Observa-se que Penteado Filho se alinha às propostas da Escola de Chicago (ecologia criminal), ressaltando ainda que a sua grande contribuição foi o avanço nos métodos de pesquisa (estudos empíricos) e que o ponto principal foi o destaque à prevenção, reduzindo a repressão. No entanto, o autor enfatiza que deve haver maior participação do Estado, por meio de ações concretas. “Não há prevenção criminal ou repressão que resolvam a questão criminal se não existirem ações afirmativas que incluam o indivíduo na sociedade” (2019, p. 78).

Os conceitos da Escola de Chicago trouxeram o poder público para o centro dos problemas da criminologia, passando a atribuir ao Estado uma parcela de responsabilidade na questão da criminalidade, uma vez que cabe ao Estado a prestação dos serviços que irão melhorar as condições de vida da população. Segundo Alfonso Serrano Maíllo e Luiz Regis Prado (2019, p. 101): “A orientação da Escola de Chicago incluía uma forte preocupação pela melhora das condições sociais: pela utilização da pesquisa científica para implementar programas de política social que melhorassem as condições de vida dos indivíduos”.

Analisando as premissas da Ecologia Criminal pode-se concluir que as causas dos delitos não eram atribuídas diretamente e tão somente aos delinquentes, mas ao conjunto pessoa / sociedade / Estado, de onde se pode deduzir que essa escola

criminológica deu início aos conceitos de responsabilização do Estado perante os índices de criminalidade, ou seja, pode-se dizer que foi o nascimento das teorias da coculpabilidade do Estado nessa área.

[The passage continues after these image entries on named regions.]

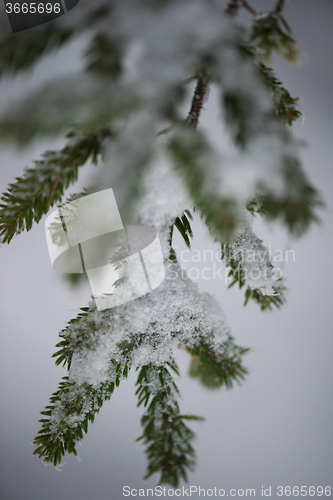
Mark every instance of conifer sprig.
[0,129,111,243]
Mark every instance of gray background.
[0,0,333,500]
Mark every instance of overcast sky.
[0,0,333,500]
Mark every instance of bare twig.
[226,0,257,16]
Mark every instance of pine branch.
[136,361,202,488]
[33,364,128,466]
[188,340,249,389]
[250,11,300,63]
[0,129,111,243]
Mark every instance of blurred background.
[0,0,333,500]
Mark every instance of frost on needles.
[0,0,321,486]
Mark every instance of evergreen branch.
[174,210,193,248]
[250,11,300,62]
[33,364,129,466]
[187,339,249,389]
[221,221,286,311]
[0,5,110,78]
[226,0,258,16]
[168,128,239,241]
[0,129,111,243]
[274,0,286,15]
[247,158,324,237]
[187,76,209,128]
[257,57,302,126]
[0,74,138,146]
[136,361,201,488]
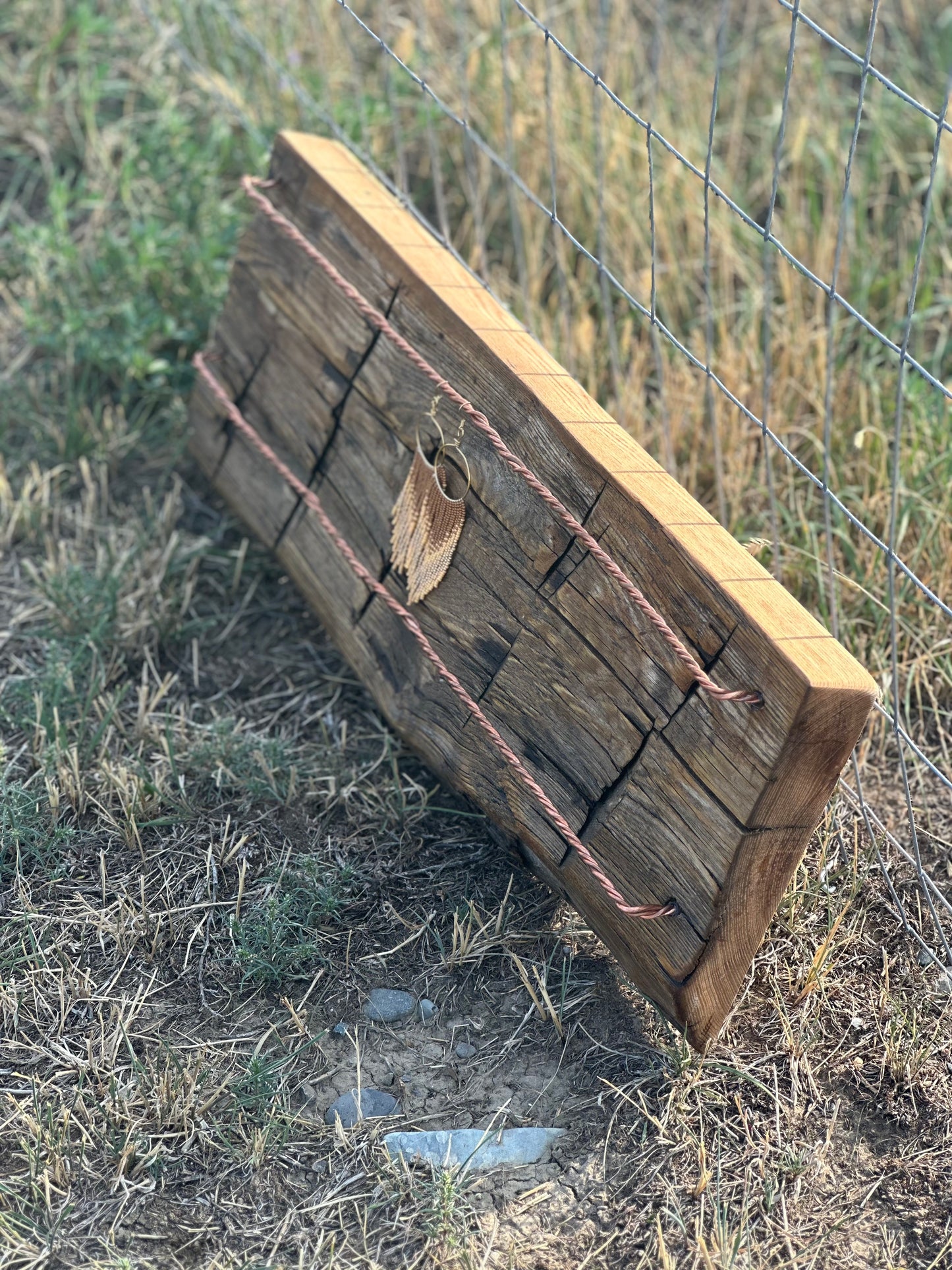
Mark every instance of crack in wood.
[271,283,400,551]
[212,344,270,481]
[536,480,608,600]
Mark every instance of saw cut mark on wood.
[190,133,876,1047]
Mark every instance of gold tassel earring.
[406,441,472,604]
[389,396,445,573]
[389,433,433,573]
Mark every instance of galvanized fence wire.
[145,0,952,967]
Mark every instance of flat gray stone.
[323,1089,397,1129]
[383,1129,565,1171]
[363,988,416,1024]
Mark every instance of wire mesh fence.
[138,0,952,967]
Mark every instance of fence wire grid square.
[136,0,952,970]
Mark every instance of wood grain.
[192,133,876,1047]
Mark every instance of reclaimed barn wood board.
[192,133,876,1047]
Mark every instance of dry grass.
[0,0,952,1270]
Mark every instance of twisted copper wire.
[192,353,678,921]
[241,175,764,706]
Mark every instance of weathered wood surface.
[192,133,874,1045]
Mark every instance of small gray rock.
[323,1089,397,1129]
[363,988,416,1024]
[383,1129,565,1171]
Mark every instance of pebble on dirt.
[323,1089,397,1129]
[363,988,416,1024]
[383,1129,565,1171]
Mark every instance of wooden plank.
[192,133,874,1045]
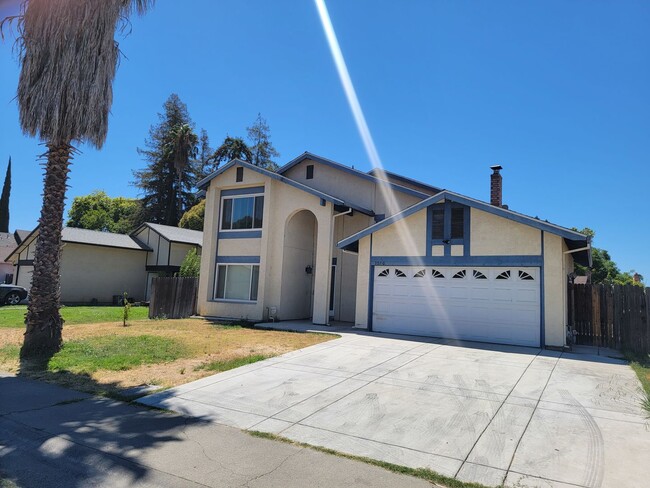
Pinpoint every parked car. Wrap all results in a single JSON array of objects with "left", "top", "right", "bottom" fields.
[{"left": 0, "top": 285, "right": 27, "bottom": 305}]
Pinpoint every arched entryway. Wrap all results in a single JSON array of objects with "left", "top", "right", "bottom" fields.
[{"left": 278, "top": 210, "right": 318, "bottom": 320}]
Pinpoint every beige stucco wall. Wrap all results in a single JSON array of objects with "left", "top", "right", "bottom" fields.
[
  {"left": 470, "top": 208, "right": 542, "bottom": 256},
  {"left": 58, "top": 243, "right": 146, "bottom": 303},
  {"left": 354, "top": 236, "right": 372, "bottom": 328},
  {"left": 372, "top": 208, "right": 427, "bottom": 256},
  {"left": 543, "top": 232, "right": 573, "bottom": 346}
]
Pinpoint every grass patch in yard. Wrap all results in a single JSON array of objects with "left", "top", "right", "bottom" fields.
[
  {"left": 626, "top": 354, "right": 650, "bottom": 418},
  {"left": 246, "top": 430, "right": 487, "bottom": 488},
  {"left": 194, "top": 354, "right": 273, "bottom": 373},
  {"left": 0, "top": 305, "right": 149, "bottom": 328},
  {"left": 0, "top": 344, "right": 20, "bottom": 364},
  {"left": 0, "top": 320, "right": 338, "bottom": 398},
  {"left": 48, "top": 335, "right": 188, "bottom": 374}
]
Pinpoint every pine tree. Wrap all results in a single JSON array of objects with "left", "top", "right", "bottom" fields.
[
  {"left": 246, "top": 113, "right": 280, "bottom": 171},
  {"left": 133, "top": 93, "right": 197, "bottom": 226},
  {"left": 211, "top": 136, "right": 253, "bottom": 169},
  {"left": 0, "top": 157, "right": 11, "bottom": 232},
  {"left": 196, "top": 129, "right": 217, "bottom": 179}
]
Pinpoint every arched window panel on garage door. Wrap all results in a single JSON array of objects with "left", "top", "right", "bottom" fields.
[
  {"left": 497, "top": 270, "right": 510, "bottom": 280},
  {"left": 519, "top": 270, "right": 535, "bottom": 281}
]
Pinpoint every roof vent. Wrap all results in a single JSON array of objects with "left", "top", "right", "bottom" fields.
[{"left": 490, "top": 164, "right": 503, "bottom": 207}]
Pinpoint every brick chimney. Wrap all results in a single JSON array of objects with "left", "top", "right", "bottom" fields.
[{"left": 490, "top": 164, "right": 503, "bottom": 207}]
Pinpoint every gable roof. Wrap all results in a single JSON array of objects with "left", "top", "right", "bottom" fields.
[
  {"left": 14, "top": 229, "right": 32, "bottom": 244},
  {"left": 337, "top": 190, "right": 589, "bottom": 249},
  {"left": 196, "top": 159, "right": 375, "bottom": 216},
  {"left": 61, "top": 227, "right": 151, "bottom": 251},
  {"left": 368, "top": 168, "right": 443, "bottom": 195},
  {"left": 130, "top": 222, "right": 203, "bottom": 246},
  {"left": 4, "top": 227, "right": 152, "bottom": 261},
  {"left": 278, "top": 151, "right": 431, "bottom": 198}
]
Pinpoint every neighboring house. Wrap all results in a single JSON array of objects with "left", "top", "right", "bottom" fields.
[
  {"left": 7, "top": 223, "right": 201, "bottom": 303},
  {"left": 198, "top": 153, "right": 590, "bottom": 346},
  {"left": 131, "top": 222, "right": 203, "bottom": 300},
  {"left": 0, "top": 229, "right": 29, "bottom": 284}
]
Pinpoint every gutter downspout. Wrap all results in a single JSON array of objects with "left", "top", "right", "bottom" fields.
[{"left": 327, "top": 207, "right": 352, "bottom": 325}]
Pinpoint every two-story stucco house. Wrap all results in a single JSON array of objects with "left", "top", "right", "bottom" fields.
[{"left": 198, "top": 153, "right": 590, "bottom": 346}]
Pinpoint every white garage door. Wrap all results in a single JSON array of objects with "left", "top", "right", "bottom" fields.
[{"left": 372, "top": 266, "right": 540, "bottom": 346}]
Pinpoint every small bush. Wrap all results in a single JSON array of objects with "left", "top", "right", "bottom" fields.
[{"left": 178, "top": 249, "right": 201, "bottom": 278}]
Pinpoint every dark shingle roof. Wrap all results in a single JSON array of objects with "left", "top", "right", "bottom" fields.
[{"left": 143, "top": 222, "right": 203, "bottom": 246}]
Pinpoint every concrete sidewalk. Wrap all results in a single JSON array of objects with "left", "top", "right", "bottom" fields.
[{"left": 0, "top": 375, "right": 431, "bottom": 488}]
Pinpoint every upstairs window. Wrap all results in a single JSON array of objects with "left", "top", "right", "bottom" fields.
[
  {"left": 221, "top": 196, "right": 264, "bottom": 230},
  {"left": 451, "top": 207, "right": 465, "bottom": 239},
  {"left": 431, "top": 208, "right": 445, "bottom": 240}
]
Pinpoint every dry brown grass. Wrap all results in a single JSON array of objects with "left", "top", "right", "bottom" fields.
[{"left": 0, "top": 319, "right": 336, "bottom": 396}]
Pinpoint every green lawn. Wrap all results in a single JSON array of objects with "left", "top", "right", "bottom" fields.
[
  {"left": 0, "top": 305, "right": 149, "bottom": 327},
  {"left": 47, "top": 335, "right": 189, "bottom": 374},
  {"left": 628, "top": 354, "right": 650, "bottom": 417}
]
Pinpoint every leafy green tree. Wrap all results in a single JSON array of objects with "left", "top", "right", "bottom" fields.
[
  {"left": 5, "top": 0, "right": 154, "bottom": 359},
  {"left": 211, "top": 136, "right": 253, "bottom": 169},
  {"left": 195, "top": 129, "right": 216, "bottom": 179},
  {"left": 246, "top": 113, "right": 280, "bottom": 171},
  {"left": 178, "top": 199, "right": 205, "bottom": 231},
  {"left": 178, "top": 249, "right": 201, "bottom": 278},
  {"left": 133, "top": 93, "right": 198, "bottom": 226},
  {"left": 66, "top": 190, "right": 143, "bottom": 234},
  {"left": 573, "top": 227, "right": 643, "bottom": 286},
  {"left": 0, "top": 157, "right": 11, "bottom": 232}
]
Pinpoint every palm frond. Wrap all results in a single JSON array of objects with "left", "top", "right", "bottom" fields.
[{"left": 17, "top": 0, "right": 153, "bottom": 148}]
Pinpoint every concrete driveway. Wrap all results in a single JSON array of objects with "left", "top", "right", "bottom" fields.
[{"left": 141, "top": 333, "right": 650, "bottom": 488}]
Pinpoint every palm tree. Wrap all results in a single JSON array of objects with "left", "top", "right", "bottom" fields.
[
  {"left": 10, "top": 0, "right": 155, "bottom": 359},
  {"left": 166, "top": 124, "right": 199, "bottom": 227}
]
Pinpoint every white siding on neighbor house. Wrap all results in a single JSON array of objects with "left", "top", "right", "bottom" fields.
[{"left": 59, "top": 243, "right": 147, "bottom": 303}]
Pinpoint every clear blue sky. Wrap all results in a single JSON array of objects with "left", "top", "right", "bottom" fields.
[{"left": 0, "top": 0, "right": 650, "bottom": 278}]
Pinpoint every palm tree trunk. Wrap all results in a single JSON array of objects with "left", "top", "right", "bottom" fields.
[{"left": 20, "top": 142, "right": 74, "bottom": 359}]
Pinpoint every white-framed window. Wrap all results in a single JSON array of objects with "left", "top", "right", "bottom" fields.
[
  {"left": 221, "top": 195, "right": 264, "bottom": 231},
  {"left": 214, "top": 264, "right": 260, "bottom": 302}
]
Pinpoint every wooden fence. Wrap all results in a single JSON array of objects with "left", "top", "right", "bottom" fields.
[
  {"left": 149, "top": 278, "right": 199, "bottom": 319},
  {"left": 568, "top": 284, "right": 650, "bottom": 354}
]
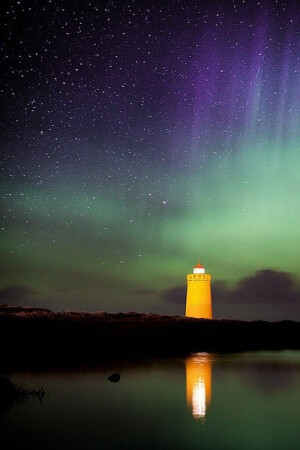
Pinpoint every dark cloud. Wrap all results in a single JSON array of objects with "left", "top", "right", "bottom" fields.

Dessa forma, pode-se dizer que a teoria da coculpabilidade penal do ;estado se alia, preferencialmente, aos preceitos estabelecidos pela Escola de Chicago, considerando-se que as melhorias das condições sociais e econômicas das populações de baixa renda seriam, primordialmente, responsabilidade do Estado; e ainda, que essas condições sociais precárias refletem em aumento da criminalidade, apresentando assim, ainda que implicitamente, a ideia de corresponsabilidade do Estado na questão da criminalidade.